In the rapid evolution and innovation of AI technology over the past two years, we stand on the threshold of a new era. We must maintain continuous attention to the development of AI technology and be ready to welcome new challenges and changes at any time. By learning and adapting to new technologies, we can ensure that we hold our ground in the tide of AI technology.

As Wu Haibo said, “Our current goal is to first engage in this transformation, transforming ourselves into an AI Native company.” Embracing an entrepreneurial mindset to disrupt traditional business models and exploring the boundless possibilities of the AI era with an open mind is the choice that must be made at present. Currently, although the specific impact of AI technology in the e-commerce sector has not been fully revealed, it is certain that AI technology will bring sector-wide innovation to the industry, from the intelligent enhancement of existing e-commerce platforms to the birth of an entirely new e-commerce ecosystem.
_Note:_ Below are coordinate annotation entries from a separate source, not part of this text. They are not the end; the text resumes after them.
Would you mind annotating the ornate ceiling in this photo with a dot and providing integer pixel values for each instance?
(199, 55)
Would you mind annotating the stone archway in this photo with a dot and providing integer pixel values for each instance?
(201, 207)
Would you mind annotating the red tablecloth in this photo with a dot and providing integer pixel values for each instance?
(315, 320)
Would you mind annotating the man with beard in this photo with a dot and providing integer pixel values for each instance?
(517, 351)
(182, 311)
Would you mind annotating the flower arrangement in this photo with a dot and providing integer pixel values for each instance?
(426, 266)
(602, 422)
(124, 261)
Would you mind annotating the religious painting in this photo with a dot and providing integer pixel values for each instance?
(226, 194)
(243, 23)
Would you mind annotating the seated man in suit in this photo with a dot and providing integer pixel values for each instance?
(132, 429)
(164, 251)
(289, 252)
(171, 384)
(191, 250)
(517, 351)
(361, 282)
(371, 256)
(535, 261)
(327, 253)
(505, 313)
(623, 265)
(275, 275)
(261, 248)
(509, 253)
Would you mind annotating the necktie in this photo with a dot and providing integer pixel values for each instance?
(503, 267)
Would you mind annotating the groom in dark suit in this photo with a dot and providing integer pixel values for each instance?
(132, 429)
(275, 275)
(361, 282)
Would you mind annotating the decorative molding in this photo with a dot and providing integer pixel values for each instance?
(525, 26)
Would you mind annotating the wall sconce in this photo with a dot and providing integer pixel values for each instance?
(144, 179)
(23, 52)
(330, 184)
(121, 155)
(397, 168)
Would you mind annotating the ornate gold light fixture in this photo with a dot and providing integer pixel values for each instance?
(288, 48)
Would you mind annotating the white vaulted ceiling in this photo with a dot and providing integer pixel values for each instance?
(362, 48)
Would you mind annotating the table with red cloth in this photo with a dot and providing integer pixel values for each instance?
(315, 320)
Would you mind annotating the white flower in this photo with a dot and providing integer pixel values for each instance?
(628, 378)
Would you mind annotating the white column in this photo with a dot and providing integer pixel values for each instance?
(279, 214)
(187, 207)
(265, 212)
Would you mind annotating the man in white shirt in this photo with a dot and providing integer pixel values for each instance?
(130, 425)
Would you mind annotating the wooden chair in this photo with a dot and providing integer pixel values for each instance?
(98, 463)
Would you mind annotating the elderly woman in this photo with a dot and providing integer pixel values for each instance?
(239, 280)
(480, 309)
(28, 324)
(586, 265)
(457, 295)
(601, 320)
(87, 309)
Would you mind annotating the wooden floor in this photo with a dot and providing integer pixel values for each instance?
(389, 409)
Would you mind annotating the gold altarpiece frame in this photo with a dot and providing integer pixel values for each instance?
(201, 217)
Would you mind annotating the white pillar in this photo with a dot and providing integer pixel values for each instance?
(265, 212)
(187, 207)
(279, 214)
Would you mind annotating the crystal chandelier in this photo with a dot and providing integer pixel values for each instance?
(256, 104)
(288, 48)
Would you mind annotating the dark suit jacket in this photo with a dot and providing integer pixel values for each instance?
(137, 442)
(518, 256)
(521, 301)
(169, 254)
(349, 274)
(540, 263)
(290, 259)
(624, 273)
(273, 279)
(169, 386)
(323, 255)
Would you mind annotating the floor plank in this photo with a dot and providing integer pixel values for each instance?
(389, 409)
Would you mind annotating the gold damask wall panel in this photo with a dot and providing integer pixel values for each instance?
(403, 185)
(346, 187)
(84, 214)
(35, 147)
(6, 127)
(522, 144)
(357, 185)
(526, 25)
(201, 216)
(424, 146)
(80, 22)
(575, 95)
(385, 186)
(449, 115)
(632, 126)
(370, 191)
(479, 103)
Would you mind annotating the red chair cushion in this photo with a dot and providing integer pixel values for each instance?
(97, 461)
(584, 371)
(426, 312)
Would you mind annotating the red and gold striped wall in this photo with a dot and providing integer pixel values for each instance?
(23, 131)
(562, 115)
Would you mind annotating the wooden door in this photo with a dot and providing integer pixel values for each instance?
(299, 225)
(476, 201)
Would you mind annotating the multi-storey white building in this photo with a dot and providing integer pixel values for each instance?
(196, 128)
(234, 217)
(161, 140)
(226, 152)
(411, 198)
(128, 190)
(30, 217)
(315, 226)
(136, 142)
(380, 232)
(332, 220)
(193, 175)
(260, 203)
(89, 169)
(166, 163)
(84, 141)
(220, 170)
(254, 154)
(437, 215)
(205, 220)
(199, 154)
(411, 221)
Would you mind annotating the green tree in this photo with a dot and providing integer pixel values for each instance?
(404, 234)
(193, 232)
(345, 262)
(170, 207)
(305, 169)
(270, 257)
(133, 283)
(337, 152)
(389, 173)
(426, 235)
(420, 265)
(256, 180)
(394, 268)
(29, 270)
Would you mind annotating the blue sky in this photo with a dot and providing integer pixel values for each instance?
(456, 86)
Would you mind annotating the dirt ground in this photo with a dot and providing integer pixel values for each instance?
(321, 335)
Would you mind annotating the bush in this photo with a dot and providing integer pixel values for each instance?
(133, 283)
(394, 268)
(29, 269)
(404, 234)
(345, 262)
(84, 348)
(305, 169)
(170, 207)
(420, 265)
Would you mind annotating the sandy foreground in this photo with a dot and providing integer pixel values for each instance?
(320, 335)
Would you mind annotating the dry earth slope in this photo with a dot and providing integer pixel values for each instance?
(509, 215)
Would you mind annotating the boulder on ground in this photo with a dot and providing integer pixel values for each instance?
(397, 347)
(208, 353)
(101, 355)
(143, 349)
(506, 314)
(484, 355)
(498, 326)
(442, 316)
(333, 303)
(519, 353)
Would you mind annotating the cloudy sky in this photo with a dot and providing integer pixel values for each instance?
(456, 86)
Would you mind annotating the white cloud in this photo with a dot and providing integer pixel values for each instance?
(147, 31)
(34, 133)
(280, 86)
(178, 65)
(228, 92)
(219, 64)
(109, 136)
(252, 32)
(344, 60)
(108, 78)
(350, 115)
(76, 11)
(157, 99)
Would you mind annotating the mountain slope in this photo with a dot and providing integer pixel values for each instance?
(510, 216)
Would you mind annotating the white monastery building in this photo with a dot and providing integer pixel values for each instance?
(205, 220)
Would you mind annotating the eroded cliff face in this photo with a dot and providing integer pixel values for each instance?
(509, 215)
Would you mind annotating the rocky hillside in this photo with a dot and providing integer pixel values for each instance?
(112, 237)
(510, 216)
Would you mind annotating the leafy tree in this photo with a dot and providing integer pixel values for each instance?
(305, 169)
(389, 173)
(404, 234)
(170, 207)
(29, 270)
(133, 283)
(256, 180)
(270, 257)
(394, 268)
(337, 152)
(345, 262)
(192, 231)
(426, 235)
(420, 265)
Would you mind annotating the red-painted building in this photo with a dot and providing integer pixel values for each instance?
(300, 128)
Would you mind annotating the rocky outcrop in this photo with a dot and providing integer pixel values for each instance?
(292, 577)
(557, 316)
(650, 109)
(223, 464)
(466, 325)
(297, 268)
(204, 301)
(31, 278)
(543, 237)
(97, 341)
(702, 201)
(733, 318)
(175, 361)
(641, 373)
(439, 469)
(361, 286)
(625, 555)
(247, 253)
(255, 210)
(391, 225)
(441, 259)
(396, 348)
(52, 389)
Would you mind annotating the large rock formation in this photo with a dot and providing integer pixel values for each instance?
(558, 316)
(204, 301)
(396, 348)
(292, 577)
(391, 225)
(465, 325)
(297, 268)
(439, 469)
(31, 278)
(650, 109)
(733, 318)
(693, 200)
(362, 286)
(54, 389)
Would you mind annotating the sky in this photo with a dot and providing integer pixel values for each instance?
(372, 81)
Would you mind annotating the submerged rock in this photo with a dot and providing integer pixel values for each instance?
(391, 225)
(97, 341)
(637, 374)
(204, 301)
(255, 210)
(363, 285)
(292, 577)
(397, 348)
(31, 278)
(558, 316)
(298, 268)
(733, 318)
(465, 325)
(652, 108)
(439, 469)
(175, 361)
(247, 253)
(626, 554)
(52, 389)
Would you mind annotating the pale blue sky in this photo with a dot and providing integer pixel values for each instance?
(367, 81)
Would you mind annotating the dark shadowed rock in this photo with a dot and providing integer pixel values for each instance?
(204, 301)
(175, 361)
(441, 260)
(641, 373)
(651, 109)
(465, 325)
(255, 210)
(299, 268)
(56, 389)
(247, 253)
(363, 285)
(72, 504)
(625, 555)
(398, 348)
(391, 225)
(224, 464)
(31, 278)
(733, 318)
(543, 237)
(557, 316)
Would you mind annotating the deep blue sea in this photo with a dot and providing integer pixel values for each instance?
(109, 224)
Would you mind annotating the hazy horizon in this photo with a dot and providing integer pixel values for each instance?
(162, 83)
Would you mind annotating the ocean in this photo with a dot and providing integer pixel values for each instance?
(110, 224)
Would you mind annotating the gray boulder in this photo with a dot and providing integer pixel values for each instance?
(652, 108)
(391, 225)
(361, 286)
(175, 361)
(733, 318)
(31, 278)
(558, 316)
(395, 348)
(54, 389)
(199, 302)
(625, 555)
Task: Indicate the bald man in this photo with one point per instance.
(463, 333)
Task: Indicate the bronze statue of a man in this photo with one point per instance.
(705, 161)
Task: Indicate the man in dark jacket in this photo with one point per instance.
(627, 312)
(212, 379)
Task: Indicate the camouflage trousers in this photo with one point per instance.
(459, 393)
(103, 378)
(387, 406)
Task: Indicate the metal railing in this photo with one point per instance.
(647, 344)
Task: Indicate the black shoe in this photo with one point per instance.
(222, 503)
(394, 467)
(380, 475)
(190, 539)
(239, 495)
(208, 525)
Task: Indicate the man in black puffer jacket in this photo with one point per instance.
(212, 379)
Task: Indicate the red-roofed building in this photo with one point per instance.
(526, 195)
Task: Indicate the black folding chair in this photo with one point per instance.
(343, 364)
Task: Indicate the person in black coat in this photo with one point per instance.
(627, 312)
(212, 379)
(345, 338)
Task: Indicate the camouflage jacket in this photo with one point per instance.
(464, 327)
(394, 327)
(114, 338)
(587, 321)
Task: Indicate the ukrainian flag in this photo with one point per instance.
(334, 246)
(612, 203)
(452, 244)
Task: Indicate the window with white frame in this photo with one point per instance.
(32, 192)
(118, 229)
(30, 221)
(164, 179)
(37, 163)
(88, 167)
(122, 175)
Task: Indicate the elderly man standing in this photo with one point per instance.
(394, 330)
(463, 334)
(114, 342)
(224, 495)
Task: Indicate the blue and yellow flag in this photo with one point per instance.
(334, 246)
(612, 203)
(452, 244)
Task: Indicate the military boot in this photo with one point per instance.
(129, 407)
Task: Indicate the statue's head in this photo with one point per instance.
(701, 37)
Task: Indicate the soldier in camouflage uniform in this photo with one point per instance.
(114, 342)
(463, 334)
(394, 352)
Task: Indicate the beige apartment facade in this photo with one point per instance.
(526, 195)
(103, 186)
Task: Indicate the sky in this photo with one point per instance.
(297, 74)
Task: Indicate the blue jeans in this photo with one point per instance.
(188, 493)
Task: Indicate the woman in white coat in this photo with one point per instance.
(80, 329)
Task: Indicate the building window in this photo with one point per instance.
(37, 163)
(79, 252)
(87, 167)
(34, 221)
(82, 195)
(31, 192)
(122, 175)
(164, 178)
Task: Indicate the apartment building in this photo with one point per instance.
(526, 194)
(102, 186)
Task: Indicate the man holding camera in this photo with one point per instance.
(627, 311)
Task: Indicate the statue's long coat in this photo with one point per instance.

In the film and gaming industries, the transformative potential of artificial intelligence technology is gradually becoming apparent. What these fields urgently need now is a comprehensive, practical solution. Such an ideal toolkit should be able to convert text and hand-drawn manuscripts into a range of content: including 2D images, 3D models, character standees, skeletal rigging, and the automatic generation of motions.

From the perspective of game development, the emergence of such a tool will greatly improve the efficiency of development. Developers can automatically generate all the necessary resources for game production by simply inputting text descriptions and drafts, significantly reducing the tedious work during the development process.

Similarly, the film production field also needs such an all-in-one tool. This tool can directly parse the script content and generate video materials based on established plot development. This ensures not only the uniformity of the visual style and quality but also significantly improves the production efficiency and quality of the entire industry’s works.